11 Cortin is fished dead out of the Garonne. Strangled or garrotted. His wife admits he had gone to a meeting, pretends she knew nothing more. Lying probably.
12 The mayor’s office complains we are stalli
ng on Cortin’s case. When I tell Rougerie of its connections, he makes it clear he will turn the complaint aside. Running scared?
13 Professor (he picked up the card the old man had given him) Lazaire asks my help. His grandchildren (Michel and Anne-Marie) are in bad company: Sigi, to whom the boy has attached himself – hero-worship? – and Jean-Christophe who has a record of interfering with little girls. Anne-Marie is fourteen.
It all comes back to that house in the rue d’Aviau where German officers are now billeted.
(And what of the young lieutenant in his own building who had spoken to Cothilde and Alain, and whom Clothilde, he feared, found attractive?)
He read over his notes. What or whom had he left out?
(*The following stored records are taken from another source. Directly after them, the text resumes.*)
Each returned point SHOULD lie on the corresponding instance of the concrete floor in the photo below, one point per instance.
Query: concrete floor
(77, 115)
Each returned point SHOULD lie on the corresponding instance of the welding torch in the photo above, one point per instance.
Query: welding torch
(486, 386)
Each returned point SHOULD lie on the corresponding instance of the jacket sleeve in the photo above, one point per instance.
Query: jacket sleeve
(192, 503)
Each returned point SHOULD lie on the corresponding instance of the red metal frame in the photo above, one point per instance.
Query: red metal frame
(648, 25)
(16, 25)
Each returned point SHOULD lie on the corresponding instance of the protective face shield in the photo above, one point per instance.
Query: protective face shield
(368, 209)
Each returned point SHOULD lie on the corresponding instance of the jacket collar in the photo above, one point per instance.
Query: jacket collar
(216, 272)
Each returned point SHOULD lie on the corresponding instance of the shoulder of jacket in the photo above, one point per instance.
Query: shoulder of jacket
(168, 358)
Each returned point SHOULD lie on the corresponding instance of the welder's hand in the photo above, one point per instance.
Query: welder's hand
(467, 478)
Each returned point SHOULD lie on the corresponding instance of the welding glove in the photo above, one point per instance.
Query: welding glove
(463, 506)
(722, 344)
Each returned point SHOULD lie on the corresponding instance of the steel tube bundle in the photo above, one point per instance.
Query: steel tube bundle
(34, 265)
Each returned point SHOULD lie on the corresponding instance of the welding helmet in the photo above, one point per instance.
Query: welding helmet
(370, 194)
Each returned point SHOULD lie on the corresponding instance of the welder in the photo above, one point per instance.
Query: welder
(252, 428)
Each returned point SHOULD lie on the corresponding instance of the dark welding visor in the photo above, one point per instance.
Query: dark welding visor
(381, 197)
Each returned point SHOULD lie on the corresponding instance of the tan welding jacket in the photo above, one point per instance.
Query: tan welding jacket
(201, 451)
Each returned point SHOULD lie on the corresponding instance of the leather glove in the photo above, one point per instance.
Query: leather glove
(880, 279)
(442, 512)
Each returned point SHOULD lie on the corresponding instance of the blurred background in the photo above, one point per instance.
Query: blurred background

Léon of course, who had been Gaston’s boy-friend and who had seen Gaston afraid when Sigi came into the Café des Arts. Léon who had scarcely thought of himself as a Jew till the Occupation. Léon whom Lannes had been accused of protecting by an anonymous letter-writer who had called him ‘a Jewish rent-boy’. Nasty, and who had written it?
That too was a question to be solved, but there wasn’t going to be any mention of Léon in this memo which he would pass to Moncerre and young René for comment.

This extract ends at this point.